What’s the use of the reserved word "Yield"?

Asked

Viewed 11,626 times

48

What is the use of the keyword (reserved) yield?

When and where it is used?

  • http://msdn.microsoft.com/pt-br/library/9k7k7cf0.aspx

  • From what I could understand its use would be for cases where I would have more than one Return, but I confess that I can not see a good application of the examples I saw in the link I sent as reference

3 answers

52


TL;DR

We can say it’s a syntactic sugar existing since C# 2 to control program execution flow while maintaining a state.

It is widely used to give better efficiency and abstraction in the execution of a data sequence (technically this sequence could have only one element but the fewer elements, even it is interesting).

For the sake of legacy his syntax is always yield return, the most commonly used, or yield break.

The first terminates the operation of a method by returning a value to the one called as expected from a return. But in this case the value is encapsulated in a data structure that has a iterator creating a Generator indicating where he stopped to be able to resume from there.

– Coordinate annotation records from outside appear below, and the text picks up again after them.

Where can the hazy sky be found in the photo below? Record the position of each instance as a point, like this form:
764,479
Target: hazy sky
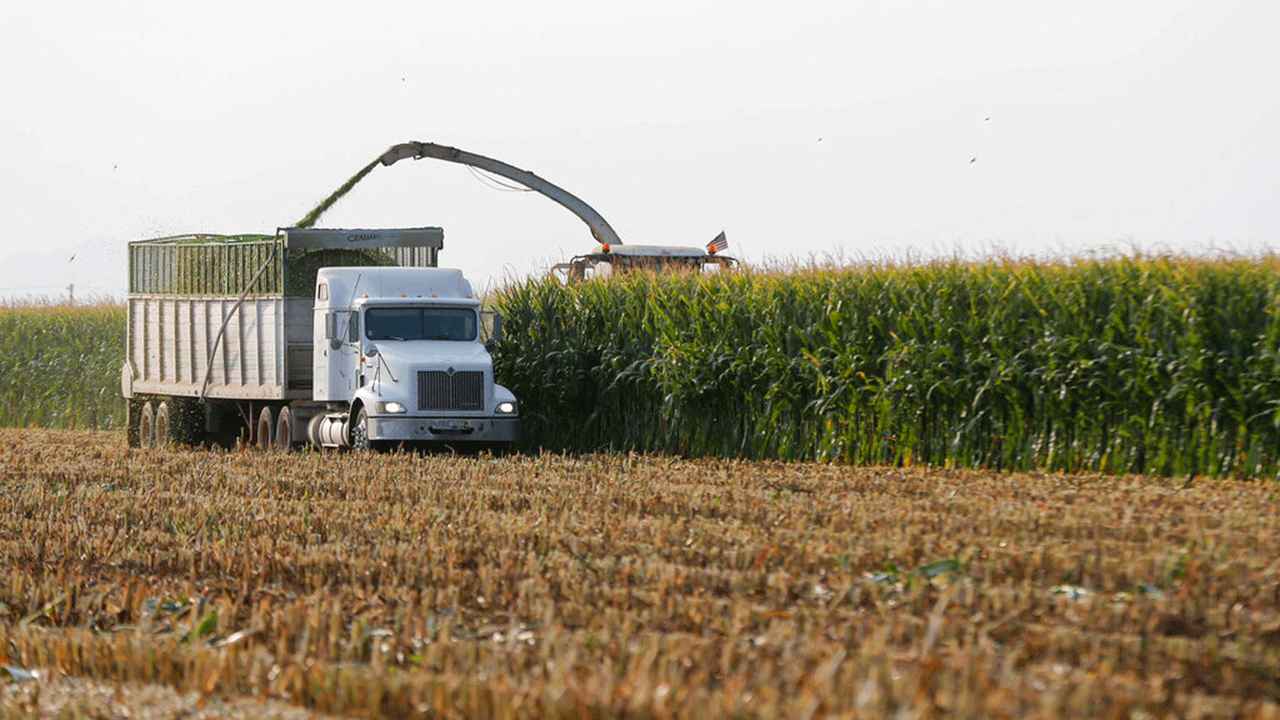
803,130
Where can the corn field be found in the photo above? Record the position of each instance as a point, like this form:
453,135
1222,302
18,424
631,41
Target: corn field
62,364
1164,365
622,586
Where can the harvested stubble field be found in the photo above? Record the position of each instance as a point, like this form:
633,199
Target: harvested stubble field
626,586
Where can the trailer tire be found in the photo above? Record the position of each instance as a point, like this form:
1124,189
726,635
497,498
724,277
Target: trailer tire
131,422
265,433
146,425
161,425
284,429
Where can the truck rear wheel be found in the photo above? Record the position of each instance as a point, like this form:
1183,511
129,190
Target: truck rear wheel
147,425
265,434
161,425
284,429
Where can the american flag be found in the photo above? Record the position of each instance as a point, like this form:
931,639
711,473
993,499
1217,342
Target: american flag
718,245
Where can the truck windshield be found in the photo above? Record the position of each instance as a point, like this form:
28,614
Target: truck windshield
420,323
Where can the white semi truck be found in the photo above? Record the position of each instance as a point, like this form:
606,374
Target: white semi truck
330,337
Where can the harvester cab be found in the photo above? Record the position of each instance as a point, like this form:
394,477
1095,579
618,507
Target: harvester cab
611,255
617,259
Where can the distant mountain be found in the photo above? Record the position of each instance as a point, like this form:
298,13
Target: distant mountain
94,268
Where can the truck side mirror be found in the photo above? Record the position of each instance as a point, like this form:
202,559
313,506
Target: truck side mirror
494,328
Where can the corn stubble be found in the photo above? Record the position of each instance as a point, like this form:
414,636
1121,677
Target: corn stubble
635,586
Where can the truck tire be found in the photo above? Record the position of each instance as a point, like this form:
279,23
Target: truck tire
161,423
147,425
131,422
284,429
265,434
360,432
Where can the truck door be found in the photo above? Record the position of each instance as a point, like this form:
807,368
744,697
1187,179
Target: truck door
337,359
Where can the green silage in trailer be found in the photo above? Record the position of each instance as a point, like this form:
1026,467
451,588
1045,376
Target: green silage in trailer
1162,365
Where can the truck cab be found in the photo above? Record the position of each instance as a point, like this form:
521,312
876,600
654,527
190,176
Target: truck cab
402,355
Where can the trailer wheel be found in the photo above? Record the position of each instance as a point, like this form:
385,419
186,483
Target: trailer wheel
161,425
147,425
131,423
360,432
265,428
284,429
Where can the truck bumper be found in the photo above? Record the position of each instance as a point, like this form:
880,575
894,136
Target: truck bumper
444,429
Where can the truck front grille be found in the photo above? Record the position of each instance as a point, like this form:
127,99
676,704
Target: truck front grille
449,391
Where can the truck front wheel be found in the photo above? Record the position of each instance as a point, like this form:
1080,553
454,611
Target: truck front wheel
360,432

The second closes the method "definitive" ending the iterator.

In fact the yield is a limited form of continuation.

It controls execution through a hidden state that determines at which point of an enumeration the program is running, so the call can continue from where it left off. Note that it returns an enumerable type and not the type of what you want in itself (if it is to return one int, in fact it returns a IEnumerable<int>). This enumerable structure is what controls the continuity of execution from where it left off.

So we can say, otherwise, that the method with yield returns a value without leaving this method. Of course he leaves, but he leaves knowing where he left off and knows he has to go back there when he is summoned again so he gives the impression that he never left.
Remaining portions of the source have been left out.